Fine Print: Bad Air

A human factors case study: Qantas’ nitrogen cart


(2) One minute or so after donning the mask, the pilot notices his or her motor and cognitive functions are deteriorating. In an effort to get help, he or she drunkenly moves the flight controls or kicks off the auto pilot while fighting to stay conscious. The aircraft goes out of control. Result: many fatalities.

Oxygen bottles have been installed in aircraft for at least 60 years. We mechanics have been servicing oxygen bottles for almost as long as we’ve been twisting safety wire. How could this happen?

Human factors case study
I believe that our Qantas incident is a maintenance error that is destined to become a human factors classic case study. I am also sure human factors specialists will identify additional human factors other than what I offer. Disclaimers aside, I would like to use two approaches to analyze this problem.

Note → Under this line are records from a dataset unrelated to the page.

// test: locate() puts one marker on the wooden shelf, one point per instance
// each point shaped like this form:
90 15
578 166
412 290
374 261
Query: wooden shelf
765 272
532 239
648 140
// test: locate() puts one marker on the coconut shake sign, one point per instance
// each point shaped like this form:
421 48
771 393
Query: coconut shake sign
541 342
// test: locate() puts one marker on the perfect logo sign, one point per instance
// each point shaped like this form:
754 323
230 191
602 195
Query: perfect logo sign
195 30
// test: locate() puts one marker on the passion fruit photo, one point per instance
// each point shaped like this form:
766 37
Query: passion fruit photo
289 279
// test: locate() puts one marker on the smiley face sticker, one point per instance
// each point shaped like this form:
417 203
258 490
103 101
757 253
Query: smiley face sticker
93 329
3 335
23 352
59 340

The first is to broadly identify how the error could have been prevented using the Dirty Dozen list of error reduction and prevention strategies. The second way is to take a closer look at the task performance and unsafe acts using the STAMINA method.

Dirty Dozen: Going down the list of Dirty Dozen factors, I have selected the following:

Norms: The nitrogen cart looked just like the rest of the existing oxygen carts. It was not like the other nitrogen carts. Ergo, the cart must contain oxygen.

Lack of awareness: The mechanics did not seem to be aware that the bottles were marked with the word “nitrogen” and were of a different color.

Complacency: For almost 10 months, many mechanics used the cart before the error was discovered.

STAMINA
STAMINA is a human factors training program developed by Trinity College in Dublin, Ireland, and adopted by the JAAT, the training arm of the JAA. The STAMINA program is also taught in the states by the Airworthiness Standards Institute out of Richmond, TX. STAMINA human factors program uses the acronym “AWES_M” or “Awesome” to help human factors students remember the kinds of unsafe acts that we mechanics are prone to and is used to dig a little deeper into the cause of the problem. Using the Qantas oxygen/nitrogen incident as our example, let’s examine the incident using AWES_M.

A stands for action slip. The mechanic’s intent was to service the jet with oxygen but it was serviced with nitrogen instead. The intent was correct but the outcome was dead wrong.

W stands for work-around. The fittings on the new nitrogen cart were designed to service aircraft tires, not oxygen fittings, so they did not fit the oxygen service ports. The mechanics took the old fittings off the old oxygen cart and installed them on the new nitrogen cart line. Instead of figuring out why the new cart fittings did not fit or checking the manual, the mechanics worked around the problem and devised a dangerous solution.

E stands for expertise error. This can means two things. First, the original mechanics that brought the cart into service were not trained to properly service oxygen bottles so they could recognize the difference between oxygen and nitrogen bottles and their associated fittings. It may also indicate a lack of understanding on the part of the other mechanics that followed them even if they were given formal training on the equipment to service oxygen bottles.

S stands for situation awareness error. The major cause of the incident or critical factor in this incident was the fact that the new nitrogen cart looked identical to the old oxygen cart. The only differences were that the bottles in the cart were not green and the word nitrogen was stenciled on the bottles. While the nitrogen bottles were properly identified, all the mechanics saw was a cart that was identical in design and color to the old oxygen cart; therefore, there had to be oxygen in the bottles. This “looks like a duck” scenario is a classic situation awareness error. In this kind of human factors error, your brain fills in the blanks when you select the first, best solution in your mind, even if that solution is wrong.

M stands for memory error. Without prejudging the mechanics, and based on my own experience, I would be willing to believe they fell feet-first into the complacency trap. I base this observation on the fact that there were groups of mechanics who must have done this particular task at least 100 times before. I could find no mention in my research that the mechanics had a manual or a work card to use as a memory guide. They performed the task with their memory running on auto pilot instead of actively engaging in thinking the task through.